The main issue with Delaware is it's Too Damn Flat for massive sound installations. I've biked the five miles of roads around the perimeter in spring with a sound meter at 11pm. Crickets, frogs, and a thumping bassline. The only place I ALMOST couldn't hear the bass was literally a mile away, and the limited trees had negligible dampening effect. Terrain is the only thing that will help in any major way, unless we're talking a half mile of forest buffer, which is tough to find in DE. If we stay in Delaware we'll probably need to bring in earthmoving equipment and spend a hell of a lot of time and money tearing up the property to build up some 10' tall berms on the perimeter in order to CREATE some terrain, or the neighbors will notice, and we're just not going to play that game again.

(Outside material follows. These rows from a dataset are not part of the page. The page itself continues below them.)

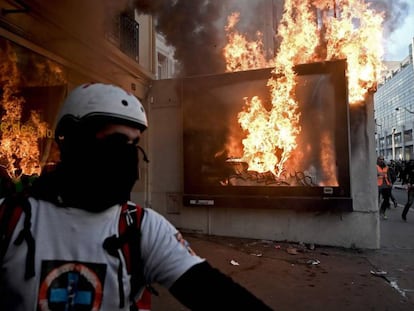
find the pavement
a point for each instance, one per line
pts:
(292, 276)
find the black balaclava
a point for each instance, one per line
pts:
(381, 162)
(95, 174)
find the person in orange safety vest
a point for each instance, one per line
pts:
(384, 185)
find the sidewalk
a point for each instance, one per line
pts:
(290, 276)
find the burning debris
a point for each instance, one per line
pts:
(21, 128)
(309, 31)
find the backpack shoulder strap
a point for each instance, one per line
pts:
(10, 213)
(129, 243)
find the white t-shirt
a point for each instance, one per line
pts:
(71, 265)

So what this has pretty much boiled down to is either some hunting land or an old farm with some "too rough to farm" areas along the I-15 corridor in PA, north of York/Harrisburg, near one of the myriad state forests and gamelands, somewhere between, say, Muncy and Millersburg (Selinsgrove would be _perfect_). Basically Union/Snyder/Northumberland/Montour counties, plus the adjacent portions of the surrounding counties. Anything in this area is basically a bit farther than the current drive for most people, but not too bad, and typically within 3.5hrs. But actively looking in any of the 14 green or yellow counties in PA is first priority.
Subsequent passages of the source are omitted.